Na een stevige koopkrachtstijging van 2,5% in 2024 – oplopend tot zelfs 3,6% wanneer ook loonstijgingen door bijvoorbeeld promotie of baanwisselingen worden meegerekend – valt de verbetering in 2025 en 2026 bescheidener uit. In 2025 stijgt de koopkracht naar verwachting in doorsnee met 0,7%, gevolgd door 1,3% in 2026. Die verbetering volgend jaar geldt voor zowel werkenden, uitkeringsgerechtigden, alleenstaanden en tweeverdieners, en is grotendeels te danken aan een loongroei die hoger is dan de inflatie en hogere heffingskortingen. De verlengde accijnsverlagingen voorkomt tegelijkertijd een koopkrachtdaling.
Niet alle groepen profiteren in gelijke mate. Gepensioneerden zien hun koopkracht in 2026 gemiddeld met 1,5% stijgen, mede dankzij verhoging van de AOW en een pensioenindexatie die naar verwachting hoger is dan de inflatie. Gezinnen met kinderen gaan er 1,1% op vooruit, iets minder dan het gemiddelde. Hoewel het kabinet de kinderopvangtoeslag verhoogt, is dat niet genoeg om hun koopkrachtgroei gelijk te laten lopen met die van andere huishoudens.
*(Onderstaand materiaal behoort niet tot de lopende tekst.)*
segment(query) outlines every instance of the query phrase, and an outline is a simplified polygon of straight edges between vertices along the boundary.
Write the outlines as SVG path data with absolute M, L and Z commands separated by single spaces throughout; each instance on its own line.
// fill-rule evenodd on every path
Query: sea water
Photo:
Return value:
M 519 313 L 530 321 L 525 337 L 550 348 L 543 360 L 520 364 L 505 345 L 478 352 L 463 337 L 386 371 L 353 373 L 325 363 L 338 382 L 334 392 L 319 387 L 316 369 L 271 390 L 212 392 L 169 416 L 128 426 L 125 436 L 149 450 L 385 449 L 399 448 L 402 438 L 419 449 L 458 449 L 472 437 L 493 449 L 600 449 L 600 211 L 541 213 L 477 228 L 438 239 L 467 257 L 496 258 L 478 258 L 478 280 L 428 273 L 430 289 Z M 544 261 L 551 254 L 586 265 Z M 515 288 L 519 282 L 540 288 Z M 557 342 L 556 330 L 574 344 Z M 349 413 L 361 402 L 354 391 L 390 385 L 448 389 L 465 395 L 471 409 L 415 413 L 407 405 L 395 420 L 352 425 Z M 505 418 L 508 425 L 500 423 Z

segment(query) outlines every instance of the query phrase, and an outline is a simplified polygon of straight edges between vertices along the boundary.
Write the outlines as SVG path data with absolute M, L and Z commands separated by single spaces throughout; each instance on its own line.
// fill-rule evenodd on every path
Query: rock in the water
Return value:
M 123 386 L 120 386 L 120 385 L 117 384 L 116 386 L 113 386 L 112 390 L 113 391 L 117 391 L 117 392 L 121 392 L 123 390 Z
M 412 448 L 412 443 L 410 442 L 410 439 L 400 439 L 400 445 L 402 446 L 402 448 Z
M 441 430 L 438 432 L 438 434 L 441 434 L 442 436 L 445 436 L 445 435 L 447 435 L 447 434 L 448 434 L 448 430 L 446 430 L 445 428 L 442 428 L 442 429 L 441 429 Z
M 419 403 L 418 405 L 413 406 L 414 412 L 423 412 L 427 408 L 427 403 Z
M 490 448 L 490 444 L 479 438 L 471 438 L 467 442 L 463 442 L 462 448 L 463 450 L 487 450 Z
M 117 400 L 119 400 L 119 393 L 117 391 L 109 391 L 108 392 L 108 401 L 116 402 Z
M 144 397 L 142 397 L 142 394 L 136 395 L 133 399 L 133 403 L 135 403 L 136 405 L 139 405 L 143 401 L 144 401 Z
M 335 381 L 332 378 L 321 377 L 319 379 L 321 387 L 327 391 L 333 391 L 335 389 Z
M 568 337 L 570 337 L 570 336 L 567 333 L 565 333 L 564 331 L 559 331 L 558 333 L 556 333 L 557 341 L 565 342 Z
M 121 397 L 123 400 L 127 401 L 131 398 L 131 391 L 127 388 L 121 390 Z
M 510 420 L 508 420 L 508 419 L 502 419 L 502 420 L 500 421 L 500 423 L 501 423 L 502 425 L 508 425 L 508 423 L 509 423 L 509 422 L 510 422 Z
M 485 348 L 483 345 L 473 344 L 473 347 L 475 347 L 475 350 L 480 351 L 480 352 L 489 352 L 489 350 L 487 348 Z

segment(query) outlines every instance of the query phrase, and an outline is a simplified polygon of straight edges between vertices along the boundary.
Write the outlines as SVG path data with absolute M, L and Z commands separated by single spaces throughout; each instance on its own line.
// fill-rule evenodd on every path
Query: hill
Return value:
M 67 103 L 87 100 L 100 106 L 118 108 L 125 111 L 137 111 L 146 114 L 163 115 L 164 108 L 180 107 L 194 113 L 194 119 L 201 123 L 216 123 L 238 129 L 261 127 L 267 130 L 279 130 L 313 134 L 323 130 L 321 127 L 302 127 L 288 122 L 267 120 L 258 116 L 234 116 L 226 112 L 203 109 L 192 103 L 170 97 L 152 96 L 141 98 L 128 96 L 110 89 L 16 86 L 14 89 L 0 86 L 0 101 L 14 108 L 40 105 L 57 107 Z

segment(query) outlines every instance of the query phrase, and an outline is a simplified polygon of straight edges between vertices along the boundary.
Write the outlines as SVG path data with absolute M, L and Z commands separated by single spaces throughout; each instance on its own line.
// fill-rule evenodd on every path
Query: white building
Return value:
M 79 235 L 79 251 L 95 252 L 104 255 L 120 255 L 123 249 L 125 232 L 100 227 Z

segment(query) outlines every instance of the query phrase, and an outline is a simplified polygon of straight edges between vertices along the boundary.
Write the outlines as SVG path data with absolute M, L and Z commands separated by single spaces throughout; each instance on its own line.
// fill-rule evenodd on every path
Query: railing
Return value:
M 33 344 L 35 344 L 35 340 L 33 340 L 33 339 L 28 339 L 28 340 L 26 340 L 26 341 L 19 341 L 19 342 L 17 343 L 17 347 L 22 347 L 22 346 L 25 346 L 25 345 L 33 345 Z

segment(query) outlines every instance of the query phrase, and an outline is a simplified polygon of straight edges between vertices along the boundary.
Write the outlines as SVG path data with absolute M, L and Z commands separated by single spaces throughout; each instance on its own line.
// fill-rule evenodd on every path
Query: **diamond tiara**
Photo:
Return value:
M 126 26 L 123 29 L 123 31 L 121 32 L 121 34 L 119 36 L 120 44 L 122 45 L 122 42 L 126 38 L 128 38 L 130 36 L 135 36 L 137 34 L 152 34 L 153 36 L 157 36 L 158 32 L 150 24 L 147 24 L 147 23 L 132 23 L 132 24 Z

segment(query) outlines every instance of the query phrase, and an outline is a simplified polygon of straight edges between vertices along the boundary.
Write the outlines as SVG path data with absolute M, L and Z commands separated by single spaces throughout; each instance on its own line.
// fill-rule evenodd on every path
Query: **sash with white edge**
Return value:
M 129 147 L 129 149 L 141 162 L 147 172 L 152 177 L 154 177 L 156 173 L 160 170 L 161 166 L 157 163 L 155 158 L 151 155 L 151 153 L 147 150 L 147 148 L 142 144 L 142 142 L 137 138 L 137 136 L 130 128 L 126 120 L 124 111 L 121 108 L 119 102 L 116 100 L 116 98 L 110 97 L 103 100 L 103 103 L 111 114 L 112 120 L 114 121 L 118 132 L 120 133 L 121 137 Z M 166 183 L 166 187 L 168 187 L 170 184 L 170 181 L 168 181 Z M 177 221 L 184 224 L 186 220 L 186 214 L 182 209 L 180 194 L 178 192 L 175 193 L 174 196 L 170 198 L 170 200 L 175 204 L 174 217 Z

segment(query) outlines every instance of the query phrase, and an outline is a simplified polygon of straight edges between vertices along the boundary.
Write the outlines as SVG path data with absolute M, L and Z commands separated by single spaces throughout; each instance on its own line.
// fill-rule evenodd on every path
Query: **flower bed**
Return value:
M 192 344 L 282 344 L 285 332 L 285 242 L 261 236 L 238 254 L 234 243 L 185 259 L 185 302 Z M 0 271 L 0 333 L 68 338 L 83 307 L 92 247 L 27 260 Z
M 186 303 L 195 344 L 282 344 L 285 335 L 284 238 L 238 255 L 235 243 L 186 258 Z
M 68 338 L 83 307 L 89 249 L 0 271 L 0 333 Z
Hoe jouw financiële situatie er in 2026 precies uitziet, hangt af van veel meer dan alleen de gemiddelde koopkrachtcijfers. Die geven een beeld op basis van een standaard huishouden en een gemiddeld boodschappenmandje, waarvan de prijzen volgend jaar naar verwachting met 2,5% stijgen. Maar jouw uitgaven kunnen daar flink van afwijken. Een huurder die op vakantie in eigen land gaat merkt bijvoorbeeld andere prijsveranderingen dan iemand met een duurzame koopwoning. Ook persoonlijke gebeurtenissen zoals baanverlies, een scheiding of een verhuizing blijven buiten beeld. Koopkrachtvoorspellingen gaan er namelijk van uit dat je situatie hetzelfde blijft. Ze geven dus een algemene richting, maar zeggen weinig over hoe jij maandelijks uitkomt met je geld. Daarom is het belangrijk om goed zicht te houden op je eigen inkomsten en uitgaven.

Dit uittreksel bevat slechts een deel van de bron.